Ele não cria um buraco negro (que é uma solução contínua das equações de campo). Ele criaria uma Bolha de Referência Nula.
■O Efeito Observável ( Especulado neste teoria):
Se uma flutuação é uma falha na diferenciabilidade, então o Princípio da Equivalência de Einstein (gravidade = aceleração) sofre um glitch local. Dentro daquela bolha de flutuação, a gravidade e a inércia se desacoplam por um intervalo de tempo de Planck.
Consequências e Complementações: O 'Vento Escuro' e a Constante Cosmológica
Se essa visão estivesse correta, ela responde a duas questões em aberto sem usar nenhuma nova partícula (Matéria Escura) ou energia exótica.
Primeiro: A Inércia como Resíduo das Flutuações (Complemento a Mach)
Se cada flutuação quântica é um microinstante onde a gravidade local se esquece do resto do Universo, então a inércia (a resistência de um corpo a mudar de movimento) não é causada apenas pela soma de toda a massa do cosmos (Princípio de Mach).
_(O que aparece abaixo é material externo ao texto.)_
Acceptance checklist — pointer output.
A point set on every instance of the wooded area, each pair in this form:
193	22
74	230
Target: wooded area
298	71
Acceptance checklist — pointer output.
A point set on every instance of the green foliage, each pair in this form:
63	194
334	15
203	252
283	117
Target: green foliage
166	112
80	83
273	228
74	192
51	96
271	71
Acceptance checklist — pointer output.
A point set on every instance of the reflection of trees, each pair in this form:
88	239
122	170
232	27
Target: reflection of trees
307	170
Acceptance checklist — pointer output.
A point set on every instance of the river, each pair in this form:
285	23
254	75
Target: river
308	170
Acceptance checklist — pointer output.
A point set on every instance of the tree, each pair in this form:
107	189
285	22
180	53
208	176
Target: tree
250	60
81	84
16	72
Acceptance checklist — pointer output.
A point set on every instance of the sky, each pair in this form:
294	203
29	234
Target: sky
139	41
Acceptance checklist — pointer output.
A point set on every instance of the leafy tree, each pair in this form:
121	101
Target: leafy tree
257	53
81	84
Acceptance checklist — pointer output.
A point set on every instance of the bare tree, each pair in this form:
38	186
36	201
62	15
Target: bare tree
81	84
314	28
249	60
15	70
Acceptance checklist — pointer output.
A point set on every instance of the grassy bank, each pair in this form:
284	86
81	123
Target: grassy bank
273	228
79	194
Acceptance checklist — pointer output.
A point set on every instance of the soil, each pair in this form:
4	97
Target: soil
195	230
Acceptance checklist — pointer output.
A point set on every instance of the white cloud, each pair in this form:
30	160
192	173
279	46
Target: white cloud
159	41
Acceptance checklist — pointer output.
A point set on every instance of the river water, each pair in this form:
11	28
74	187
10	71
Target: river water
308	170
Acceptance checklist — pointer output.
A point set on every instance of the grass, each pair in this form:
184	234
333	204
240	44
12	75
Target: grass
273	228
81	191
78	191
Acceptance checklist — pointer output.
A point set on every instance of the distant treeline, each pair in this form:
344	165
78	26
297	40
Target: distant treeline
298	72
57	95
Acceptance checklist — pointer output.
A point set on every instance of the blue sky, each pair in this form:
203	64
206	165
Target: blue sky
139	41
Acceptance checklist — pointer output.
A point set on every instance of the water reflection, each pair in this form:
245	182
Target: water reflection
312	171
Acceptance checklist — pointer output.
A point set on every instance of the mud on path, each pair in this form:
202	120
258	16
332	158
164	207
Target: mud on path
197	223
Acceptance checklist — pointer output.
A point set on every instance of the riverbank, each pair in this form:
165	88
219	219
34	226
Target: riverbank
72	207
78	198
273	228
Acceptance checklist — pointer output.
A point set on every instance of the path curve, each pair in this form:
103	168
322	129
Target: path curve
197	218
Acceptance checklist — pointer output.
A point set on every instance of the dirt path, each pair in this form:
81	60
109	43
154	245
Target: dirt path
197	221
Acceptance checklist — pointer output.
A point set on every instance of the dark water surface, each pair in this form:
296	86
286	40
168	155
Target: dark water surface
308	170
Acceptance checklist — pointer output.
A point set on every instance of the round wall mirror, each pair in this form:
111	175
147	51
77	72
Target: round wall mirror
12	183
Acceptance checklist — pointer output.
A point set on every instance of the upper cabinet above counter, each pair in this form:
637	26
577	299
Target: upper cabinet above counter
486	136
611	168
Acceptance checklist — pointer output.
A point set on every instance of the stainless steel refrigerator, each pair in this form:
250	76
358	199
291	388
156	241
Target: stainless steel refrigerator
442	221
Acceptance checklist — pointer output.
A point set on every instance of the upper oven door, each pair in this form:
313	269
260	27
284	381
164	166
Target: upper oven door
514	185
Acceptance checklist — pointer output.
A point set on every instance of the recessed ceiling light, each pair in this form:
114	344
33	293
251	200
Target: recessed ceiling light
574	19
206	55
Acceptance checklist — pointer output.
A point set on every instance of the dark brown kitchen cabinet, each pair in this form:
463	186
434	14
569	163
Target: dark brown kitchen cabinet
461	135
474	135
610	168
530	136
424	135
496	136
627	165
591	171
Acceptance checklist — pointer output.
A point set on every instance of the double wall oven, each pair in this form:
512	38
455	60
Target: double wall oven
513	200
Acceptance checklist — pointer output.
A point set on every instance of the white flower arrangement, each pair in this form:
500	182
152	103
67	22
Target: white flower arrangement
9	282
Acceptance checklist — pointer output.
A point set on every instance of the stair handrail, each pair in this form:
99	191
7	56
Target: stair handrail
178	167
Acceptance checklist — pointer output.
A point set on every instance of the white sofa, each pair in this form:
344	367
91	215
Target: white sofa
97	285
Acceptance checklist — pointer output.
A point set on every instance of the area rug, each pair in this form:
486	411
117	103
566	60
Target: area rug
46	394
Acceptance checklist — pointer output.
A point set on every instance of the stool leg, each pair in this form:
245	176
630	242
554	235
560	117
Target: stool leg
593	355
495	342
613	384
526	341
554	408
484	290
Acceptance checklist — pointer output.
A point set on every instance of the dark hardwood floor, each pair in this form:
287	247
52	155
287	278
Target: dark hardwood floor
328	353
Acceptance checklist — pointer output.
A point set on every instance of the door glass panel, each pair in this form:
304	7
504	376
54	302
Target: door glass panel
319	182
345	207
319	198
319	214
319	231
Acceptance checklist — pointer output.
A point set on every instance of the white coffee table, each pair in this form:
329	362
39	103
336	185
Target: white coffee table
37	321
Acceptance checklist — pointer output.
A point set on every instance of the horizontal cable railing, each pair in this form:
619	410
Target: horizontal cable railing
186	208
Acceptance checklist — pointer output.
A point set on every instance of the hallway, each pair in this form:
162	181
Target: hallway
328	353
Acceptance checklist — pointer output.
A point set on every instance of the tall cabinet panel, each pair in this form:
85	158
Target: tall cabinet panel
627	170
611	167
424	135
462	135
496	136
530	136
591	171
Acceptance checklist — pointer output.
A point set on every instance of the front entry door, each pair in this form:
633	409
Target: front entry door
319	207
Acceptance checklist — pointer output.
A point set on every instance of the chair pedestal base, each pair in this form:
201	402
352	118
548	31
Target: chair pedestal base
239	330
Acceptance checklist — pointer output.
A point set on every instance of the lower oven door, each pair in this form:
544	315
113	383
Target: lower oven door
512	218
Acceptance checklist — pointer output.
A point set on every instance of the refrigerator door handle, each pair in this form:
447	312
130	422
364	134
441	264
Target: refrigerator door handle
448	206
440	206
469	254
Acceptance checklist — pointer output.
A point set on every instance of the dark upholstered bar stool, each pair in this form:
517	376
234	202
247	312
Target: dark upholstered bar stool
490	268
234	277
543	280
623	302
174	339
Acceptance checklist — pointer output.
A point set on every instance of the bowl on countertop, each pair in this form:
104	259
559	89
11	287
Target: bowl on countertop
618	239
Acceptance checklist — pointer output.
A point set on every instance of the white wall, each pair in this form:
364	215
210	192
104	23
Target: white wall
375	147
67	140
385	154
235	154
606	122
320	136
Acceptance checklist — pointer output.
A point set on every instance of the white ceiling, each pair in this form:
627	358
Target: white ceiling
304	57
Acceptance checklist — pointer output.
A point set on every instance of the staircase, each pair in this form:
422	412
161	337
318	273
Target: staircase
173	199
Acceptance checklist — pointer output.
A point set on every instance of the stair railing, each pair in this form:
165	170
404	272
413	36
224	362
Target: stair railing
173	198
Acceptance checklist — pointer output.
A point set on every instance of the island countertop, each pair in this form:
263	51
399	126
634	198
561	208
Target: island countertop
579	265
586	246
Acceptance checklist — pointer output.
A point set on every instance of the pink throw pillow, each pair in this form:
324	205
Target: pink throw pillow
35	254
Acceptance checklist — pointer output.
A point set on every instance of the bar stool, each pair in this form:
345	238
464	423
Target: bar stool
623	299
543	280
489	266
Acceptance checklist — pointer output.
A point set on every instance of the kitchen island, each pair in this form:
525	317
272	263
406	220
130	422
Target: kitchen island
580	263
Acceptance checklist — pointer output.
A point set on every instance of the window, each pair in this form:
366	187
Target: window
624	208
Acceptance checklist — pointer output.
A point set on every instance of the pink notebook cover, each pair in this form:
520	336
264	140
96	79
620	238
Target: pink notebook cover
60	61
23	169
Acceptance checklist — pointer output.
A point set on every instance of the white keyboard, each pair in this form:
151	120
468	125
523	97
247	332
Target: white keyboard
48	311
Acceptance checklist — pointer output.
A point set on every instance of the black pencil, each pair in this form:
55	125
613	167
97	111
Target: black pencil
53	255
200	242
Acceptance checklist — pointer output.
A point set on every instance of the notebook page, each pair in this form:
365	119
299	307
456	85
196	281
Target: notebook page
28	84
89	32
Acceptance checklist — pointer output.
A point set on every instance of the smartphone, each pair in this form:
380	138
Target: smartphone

Ela é causada pela fricção estatística do espaço-tempo tentando 'alisar' essas incontáveis trincas topológicas.
Consequência:
Uma partícula massiva é um nó topológico estável que 'lembra'do referencial do Universo, enquanto uma partícula sem massa (fóton) é uma excitação que desliza sobre as trincas sem sentir a fricção.
A Massa seria a Memória Geométrica da Suavidade Perdida.
Segundo: A Expansão Acelerada sem Energia Escura
Se a flutuação é uma dívida de curvatura que não pode ser paga em matéria, como o Universo quita esse balanço contábil?
Ele expande o palco.
Quando o espaço-tempo se depara com uma singularidade de diferenciabilidade (a flutuação), ele não pode curvá-la sem quebrar as leis da termodinâmica local.
A solução contábil é esticar a métrica para diluir a densidade dessas 'falhas'.
A aceleração cósmica não seria uma força repulsiva (Energia Escura), mas a 'Reação Alérgica da Geometria à Incoerência Quântica'.
Conclusão:
Se minha teoria estivesse correta, as flutuações quânticas não devem ser perfeitamente isotrópicas (iguais em todas as direções).
Elas devem apresentar uma assimetria dípola microscópica alinhada com o referencial inercial local da Via Láctea.
Isso seria detectável como um ruído peculiar na polarização do Fundo Cósmico de Micro-ondas em escalas de altíssima frequência.
A incoerência quântica na relatividade, portanto, não é uma briga. É uma conversa de sussurros sobre onde começa o Mapa e termina o Território.